Indeed, we are now stuck in a wholly new inflation zip code well north of 6.0%, where the Y/Y reading has now posted for 11 consecutive months. That’s three times the 2.0% zone that prevailed between 2012 and 2019.
So the anti-inflation battle is not nearly won; it’s just getting started. And that means, in turn, that the vaunted Fed Pivot is not not just around the corner; it’s actually nowhere in sight.
Y/Y Change In 16% Trimmed Mean CPI, 2012-2023
The foolish theory that inflation would soon be posting run rates close to zero was based on a complete misreading of the blue bars for late 2022 in the “asking rents” chart from the Apartment List shown below. The month-over-month readings were negative for the last 4 months of 2022, which caused know-it-alls like Peter Tchir to start ragging on the BLS for posting rental data that was allegedly 12 months behind the eight ball.
Well, not exactly. The Apartment List figures are for new contract rents signed during the month at issue, which may represent about 1/12 of the total rent roll, given a tendency toward one-year contracts. By contrast, the CPI is designed to capture monthly change in the total rent roll, not just for newly rented units.
That distinction is far-reaching in terms of its impact on the CPI because the BLS also uses rents as a proxy for home-ownership costs for the 85 million households which own their own homes.
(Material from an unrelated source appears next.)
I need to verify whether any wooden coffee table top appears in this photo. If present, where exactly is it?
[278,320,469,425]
So the math is dispositive. Every month approximately 3.4 million new rental contracts are signed, but behind those stand 37.6 million additional renter households, which will reprice in the next 11 months; and then another 85 million homeowners who pay “imputed rents” (OER or Owner’s Equivalent Rents) in the BLS scheme of things.
Taken together, rents of primary residence and OER account for 24% of the weight in the CPI and more than 40% of the weight in the so-called core CPI (excluding food and energy). Accordingly, if rents were really going down hard, the CPI would indeed plunge with a thud.